Mathematics is mysterious. By this I don't just mean that there are many difficult, unsolved mathematical questions. I mean instead that mathematics itself, as a subject, and as an activity, is mysterious. Our familiarity with elementary mathematics sometimes lets us lose sight of this. This is probably a good thing most of the time. Reflecting on the nature of mathematics is no aid to mathematical problem-solving. But doing mathematics is one thing, understanding the nature of mathematics is another. The first task is mathematical, the second philosophical.

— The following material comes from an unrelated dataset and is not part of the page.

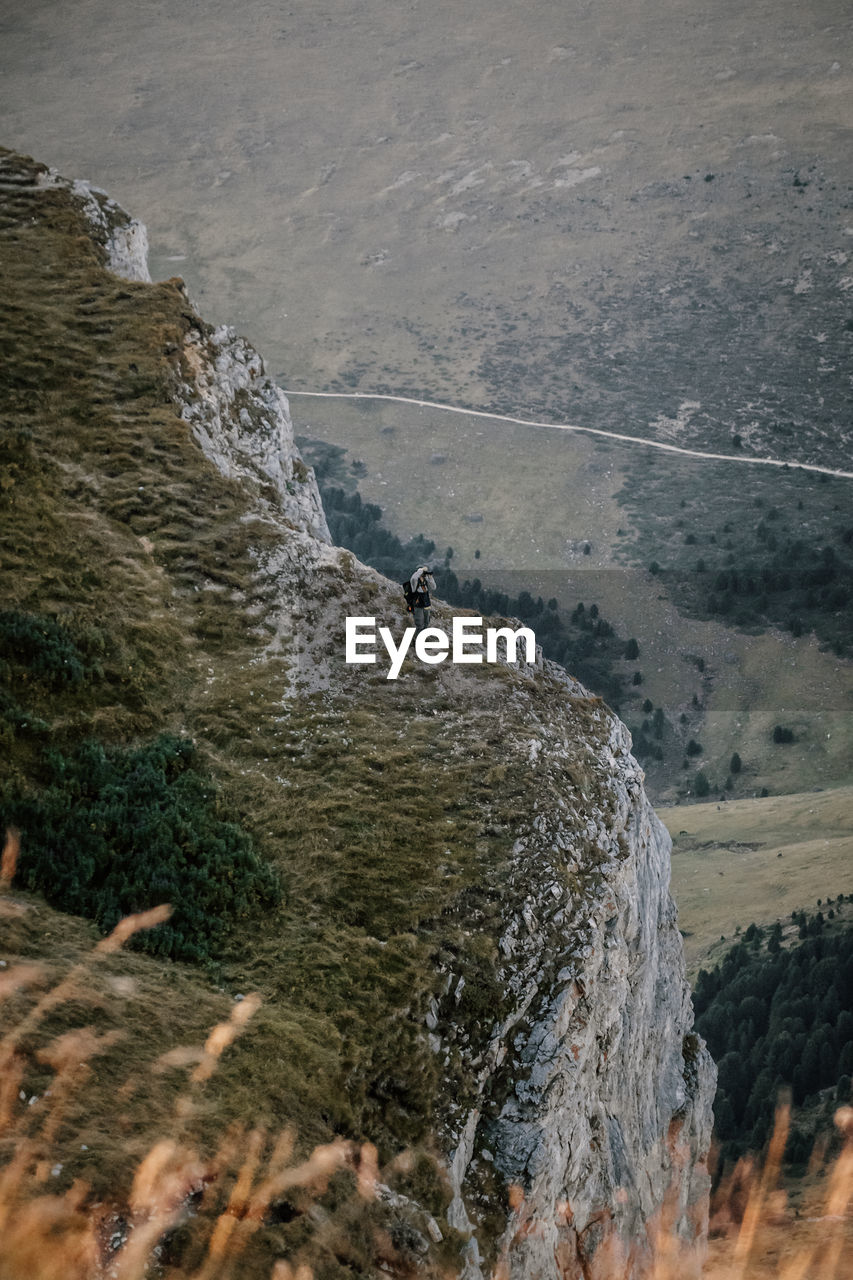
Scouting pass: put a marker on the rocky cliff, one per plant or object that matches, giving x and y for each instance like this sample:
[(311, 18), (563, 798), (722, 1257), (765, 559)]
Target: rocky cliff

Why is mathematics mysterious? Because it is difficult to see how mathematics fits into our picture of the world. Mathematics concern specific truths and falsehoods: it is true that 1+1=2 and it is false that 1+1=3. It is also true that there is an empty set (a set of things with nothing in it), and false that some sets are members of themselves. These are truths and falsehoods in arithmetic and set theory respectively, which are branches of pure mathematics. Pure mathematics contrasts with applied mathematics, as in applied to the physical world. There are questions about how mathematics manages to apply to the world in all of the unexpected ways it does. The physicist Eugene Wigner famously said that mathematics was 'unreasonably' effective at applying to the world. However, the puzzles I am raising here are even more basic; they concern the most fundamental aspects of pure mathematics itself.